After much anticipation and possibly angst, your little one finally reaches a big milestone – their first tooth cuts through the gums – hooray! Many parents are surprised to learn that this is the time when they should start cleaning their child’s teeth (or tooth as it may be…). Baby teeth may be small but they are important for eating, the development of speech and they act as place-holders for adult teeth (to prevent crowding) and so it is important to keep them as clean and healthy as possible.

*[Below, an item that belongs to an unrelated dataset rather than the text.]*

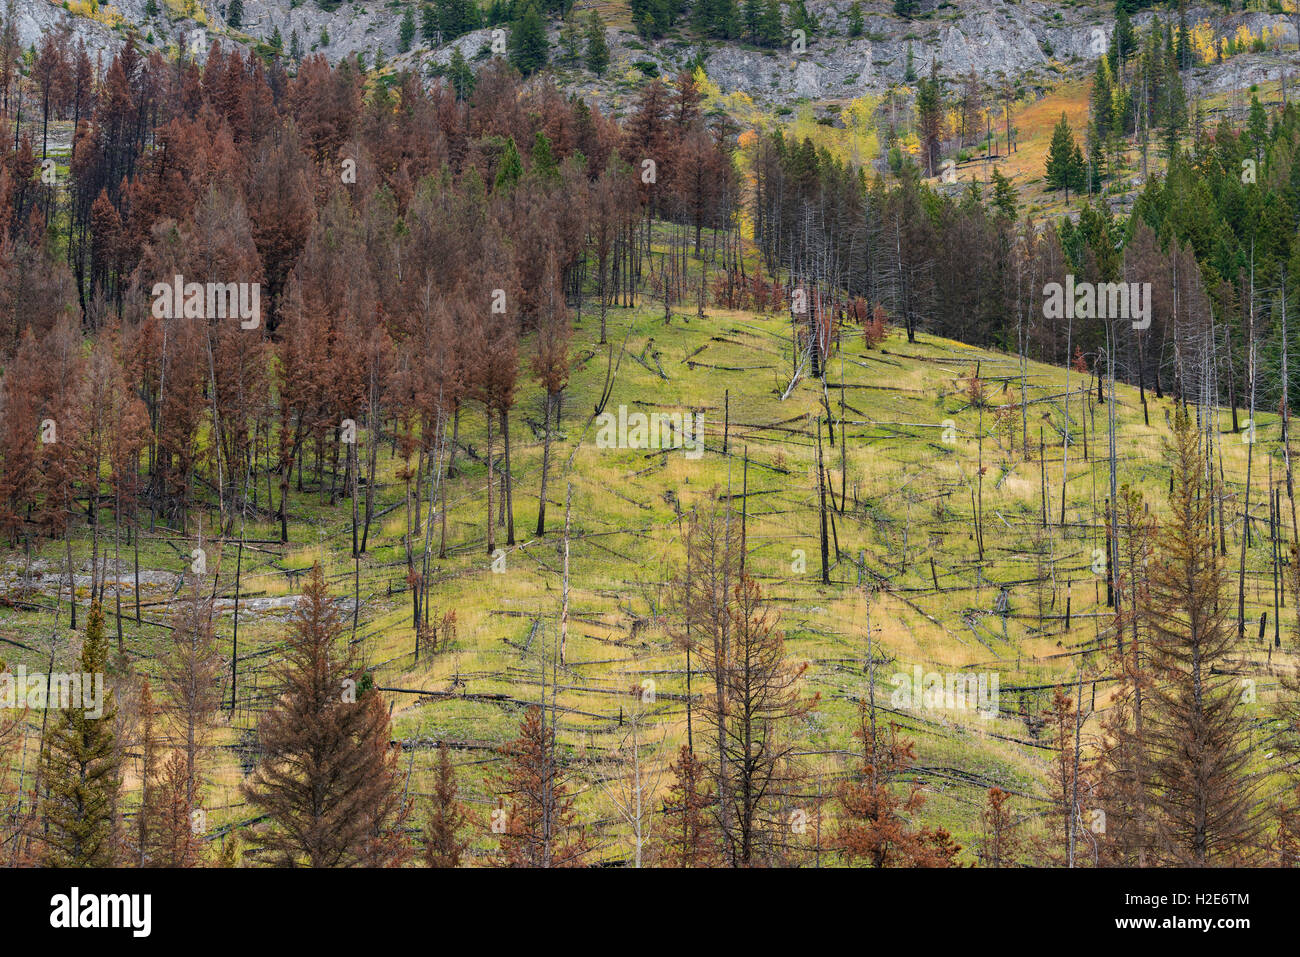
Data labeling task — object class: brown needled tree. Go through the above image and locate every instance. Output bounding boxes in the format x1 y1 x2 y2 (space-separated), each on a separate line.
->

Even before the first tooth comes in, begin by introducing a routine where after every feeding, you take a clean, damp cloth or gauze or a baby toothbrush (only water, no toothpaste) and gently wipe over your baby’s gums and tongue. As the teeth come in, clean the teeth, gums and tongue after every feeding. It is especially important to do this at night e.g. for overnight feedings/dream feeds because otherwise milk and/or food sits in the mouth and on the teeth and can cause them to decay more rapidly.
Often parents will voice concern to me that if they try to clean their child’s mouth in this manner, the child will wake and/or will cry. This is one of the reasons why it is important to start the routine early and continue with it consistently, even if the child cries – so they will become used to it and it will not be upsetting to them. But I also urge parents to consider that some things (like changing diapers for instance), we as parents do because it is necessary, even if our child cries. This is how I view the importance of brushing teeth from a very early age. Yes, it is true, your child may cry (they also may surprise you and not cry), but if they do, you can use the opportunity to quickly brush their teeth and gums while their mouth is open. And while it is certainly momentarily upsetting to make your child cry, consider that the consequences of not brushing, such as infection, swelling and pain or cavities (potentially requiring anti-biotics, extraction of teeth and use of general anesthesia because babies can’t sit still for cavity fillings or tooth extractions) are so much worse than the alternative of a few moments of brushing.